When we look with our eyes, we see the world around us; however, how we are able to interpret the world by looking at it is poorly understood.
In a study published in the October issue of Journal of Vision, Professor Ingo Fruend and undergraduate student Elee Stalker from York University’s Centre for Vision Research used artificial intelligence methods of image generation to compare visual perception of image manipulations.
A given assumption is that our system for visual perception has evolved to interpret the kinds of things that we see in the world. Although this idea is conceptually simple, it is surprisingly difficult to test rigorously, said Fruend. Previous testing has involved image manipulations such as blurring, which unfortunately degrades quality without changing much of the image content. The challenge is how to apply manipulations that change content, without unnatural distortion.
The manipulations used in the study “Human sensitivity to perturbations constrained by a model of the natural image manifold” either made images look less natural, or changed content of images while maintaining their natural appearance.
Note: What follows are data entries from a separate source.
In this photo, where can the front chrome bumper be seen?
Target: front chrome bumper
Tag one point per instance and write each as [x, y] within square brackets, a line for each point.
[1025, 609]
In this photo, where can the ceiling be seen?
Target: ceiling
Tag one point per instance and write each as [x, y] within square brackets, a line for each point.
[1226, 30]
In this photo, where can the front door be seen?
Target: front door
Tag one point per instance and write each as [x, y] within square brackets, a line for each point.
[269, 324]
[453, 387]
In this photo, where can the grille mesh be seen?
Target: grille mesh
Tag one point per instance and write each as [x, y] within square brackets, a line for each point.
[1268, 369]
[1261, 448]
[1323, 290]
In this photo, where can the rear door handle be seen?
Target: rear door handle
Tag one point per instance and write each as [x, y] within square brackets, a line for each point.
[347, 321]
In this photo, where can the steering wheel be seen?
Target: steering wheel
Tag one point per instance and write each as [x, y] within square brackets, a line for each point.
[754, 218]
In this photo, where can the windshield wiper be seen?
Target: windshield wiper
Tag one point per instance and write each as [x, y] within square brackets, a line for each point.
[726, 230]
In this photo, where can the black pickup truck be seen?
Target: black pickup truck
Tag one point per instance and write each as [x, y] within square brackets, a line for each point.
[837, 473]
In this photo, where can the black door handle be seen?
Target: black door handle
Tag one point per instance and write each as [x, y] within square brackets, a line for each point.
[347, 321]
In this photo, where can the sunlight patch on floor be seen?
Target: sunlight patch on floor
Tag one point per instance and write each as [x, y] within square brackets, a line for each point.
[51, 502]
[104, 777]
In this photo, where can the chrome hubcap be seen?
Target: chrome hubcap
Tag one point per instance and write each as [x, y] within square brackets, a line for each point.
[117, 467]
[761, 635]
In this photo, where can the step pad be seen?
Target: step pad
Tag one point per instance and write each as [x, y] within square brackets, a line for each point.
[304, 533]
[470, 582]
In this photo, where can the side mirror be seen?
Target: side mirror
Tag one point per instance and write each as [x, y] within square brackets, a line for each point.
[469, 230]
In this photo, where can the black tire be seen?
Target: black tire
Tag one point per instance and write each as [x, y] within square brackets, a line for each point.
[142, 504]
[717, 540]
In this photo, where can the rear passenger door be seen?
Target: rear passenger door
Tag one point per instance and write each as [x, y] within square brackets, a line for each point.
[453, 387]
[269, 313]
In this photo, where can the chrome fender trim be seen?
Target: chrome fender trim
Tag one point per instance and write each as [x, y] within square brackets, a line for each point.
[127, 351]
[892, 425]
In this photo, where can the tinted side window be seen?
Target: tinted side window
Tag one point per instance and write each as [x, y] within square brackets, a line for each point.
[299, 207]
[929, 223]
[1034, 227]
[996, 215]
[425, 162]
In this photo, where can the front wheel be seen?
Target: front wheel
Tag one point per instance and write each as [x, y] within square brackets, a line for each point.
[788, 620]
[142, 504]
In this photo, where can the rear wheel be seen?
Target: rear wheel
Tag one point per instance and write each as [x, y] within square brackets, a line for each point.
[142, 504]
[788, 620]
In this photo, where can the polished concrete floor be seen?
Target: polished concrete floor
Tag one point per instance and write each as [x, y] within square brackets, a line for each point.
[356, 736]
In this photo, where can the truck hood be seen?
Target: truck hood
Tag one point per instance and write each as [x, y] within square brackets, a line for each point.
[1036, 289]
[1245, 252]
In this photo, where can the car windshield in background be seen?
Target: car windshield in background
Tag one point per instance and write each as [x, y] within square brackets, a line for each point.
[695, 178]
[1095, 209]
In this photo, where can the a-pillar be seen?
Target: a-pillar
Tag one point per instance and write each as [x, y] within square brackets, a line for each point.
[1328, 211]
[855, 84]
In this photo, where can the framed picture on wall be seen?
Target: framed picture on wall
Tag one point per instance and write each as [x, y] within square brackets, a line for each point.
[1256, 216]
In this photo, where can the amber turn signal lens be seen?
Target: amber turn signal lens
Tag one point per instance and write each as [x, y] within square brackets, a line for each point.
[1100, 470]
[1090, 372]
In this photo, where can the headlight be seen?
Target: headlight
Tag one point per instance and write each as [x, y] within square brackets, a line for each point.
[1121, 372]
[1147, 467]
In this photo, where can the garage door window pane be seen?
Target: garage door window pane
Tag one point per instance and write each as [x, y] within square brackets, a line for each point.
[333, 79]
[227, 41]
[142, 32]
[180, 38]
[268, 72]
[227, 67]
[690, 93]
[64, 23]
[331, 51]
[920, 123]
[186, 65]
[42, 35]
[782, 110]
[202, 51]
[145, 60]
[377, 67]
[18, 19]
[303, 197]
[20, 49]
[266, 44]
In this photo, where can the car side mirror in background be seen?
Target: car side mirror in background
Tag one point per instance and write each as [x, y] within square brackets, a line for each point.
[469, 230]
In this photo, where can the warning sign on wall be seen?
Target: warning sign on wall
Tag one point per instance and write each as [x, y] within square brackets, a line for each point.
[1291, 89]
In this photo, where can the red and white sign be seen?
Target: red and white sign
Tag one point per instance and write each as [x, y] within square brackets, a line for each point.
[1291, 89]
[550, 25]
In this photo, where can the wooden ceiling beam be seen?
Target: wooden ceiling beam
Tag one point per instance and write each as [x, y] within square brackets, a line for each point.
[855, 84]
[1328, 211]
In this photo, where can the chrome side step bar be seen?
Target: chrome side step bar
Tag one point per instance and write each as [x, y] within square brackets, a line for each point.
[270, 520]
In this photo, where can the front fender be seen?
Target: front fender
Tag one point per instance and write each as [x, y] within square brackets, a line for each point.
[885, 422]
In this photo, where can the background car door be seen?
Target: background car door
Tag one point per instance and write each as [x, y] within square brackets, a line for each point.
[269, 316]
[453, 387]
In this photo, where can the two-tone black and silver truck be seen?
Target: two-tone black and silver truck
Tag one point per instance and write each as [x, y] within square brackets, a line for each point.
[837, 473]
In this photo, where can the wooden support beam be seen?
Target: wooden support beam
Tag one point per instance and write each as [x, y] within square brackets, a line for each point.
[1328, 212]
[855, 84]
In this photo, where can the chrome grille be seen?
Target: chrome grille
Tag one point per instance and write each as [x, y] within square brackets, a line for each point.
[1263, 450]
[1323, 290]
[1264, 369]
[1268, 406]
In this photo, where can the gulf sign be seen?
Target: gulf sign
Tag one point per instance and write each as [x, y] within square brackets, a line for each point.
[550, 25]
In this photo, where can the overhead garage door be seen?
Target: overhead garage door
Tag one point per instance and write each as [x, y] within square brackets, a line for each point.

Consistent with the idea that the human visual system performs well with natural images, the authors found that observers tended not to recognize images that had even small natural manipulations applied to them. In contrast, observers tended to easily recognize images, despite larger, but unnatural image manipulations.
In the study, the authors conclude that human tuning to natural images is more general than detecting deviations from natural appearance, and that humans have, to some extent, access to detailed interrelations between natural images.
The findings could benefit future studies that investigate such processes under more naturalistic conditions.
Fruend joined the Department of Psychology as an assistant professor in July 2017 and Stalker is an undergraduate student in psychology currently working in Fruend’s research group as a research assistant.